En 1929 estalló una profunda crisis que hundió a la economía mundial en la Gran Depresión. En el estallido de dicha crisis tuvo un papel crucial la hegemonía del capital financiero y la formación de una enorme burbuja accionarial. El desempleo y la pobreza se dispararon en EEUU y en Europa. Durante la década siguiente y, de nuevo, al finalizar la II Guerra Mundial diversos países europeos vivieron situaciones de intensa confrontación política y social, dadas las durísimas condiciones laborales y las enormes necesidades sociales existentes en el momento. Dicha confrontación fue particularmente intensa en aquellos países donde el movimiento sindical tenía fuerza.

En mayo de 1936 el Frente Popular gana las elecciones en Francia. Ese mismo mes estalla una oleada de huelgas y ocupaciones por todo el país (casi 10.000 ocupaciones, 3 millones de huelguistas), que empuja a las organizaciones patronales –y también al propio gobierno de Léon Blum– a aceptar en los Acuerdos de Matignon las principales reivindicaciones del movimiento sindical: subida generalizada de los salarios, jornada laboral de 40 horas semanales, vacaciones pagadas, libertad sindical y establecimiento de convenios colectivos.

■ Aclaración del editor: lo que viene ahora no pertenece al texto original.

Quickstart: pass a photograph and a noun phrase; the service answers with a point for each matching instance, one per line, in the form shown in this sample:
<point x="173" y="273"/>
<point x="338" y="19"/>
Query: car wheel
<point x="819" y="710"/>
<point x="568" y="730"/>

Tras la II Guerra Mundial, en las elecciones británicas de 1945 el conservador Winston Churchill fue sorprendentemente derrotado por el candidato laborista Clement Attlee, que recogía en su programa electoral las principales aspiraciones del pujante movimiento sindical británico: pleno empleo, asistencia sanitaria universal y gratuita, reforma fiscal progresiva y sistema de protección social “desde la cuna hasta la tumba”. El Partido Comunista Italiano –con un fortísimo peso electoral– formó parte tras las elecciones de 1946 del gobierno de coalición nacional, del que sería expulsado un año después bajo las presiones de la administración Truman como prerrequisito para la puesta en marcha del Plan Marshall. En Francia, el enorme prestigio que había acumulado el Partido Comunista Francés en la lucha contra el fascismo le llevó a ser la fuerza política más votada en las elecciones a la Asamblea Nacional de Noviembre de 1946.

Al finalizar la II Guerra Mundial las pujantes organizaciones políticas y sindicales de la clase trabajadora estaban bajo el control de la socialdemocracia, por un lado, y del estalinismo, por otro. Esto impidió que los movimientos de masas del momento desembocasen en procesos abiertamente revolucionarios[i]. No obstante, la fortaleza de estos movimientos arrancó importantes concesiones a las patronales de los respectivos países.

Así, se consiguen incrustar en el aparato del Estado conquistas sociales y democráticas relativamente ajenas a la lógica de la rentabilidad, dando lugar a nuevos marcos institucionales específicos de los países europeos: sistemas universales de protección social, regímenes tributarios basados en una fuerte progresividad fiscal, pleno empleo como condición y derecho básico de ciudadanía, nacionalización de los sectores económicos estratégicos, profunda regulación de los distintos mercados y, especialmente, del sector financiero (identificado como responsable de la Gran Depresión de los años treinta), etc. Se despliega con ello el programa histórico de la socialdemocracia, en su doble alcance: contención del movimiento obrero en el marco del capitalismo y conquista del Estado a fin de utilizarlo como herramienta de progreso social.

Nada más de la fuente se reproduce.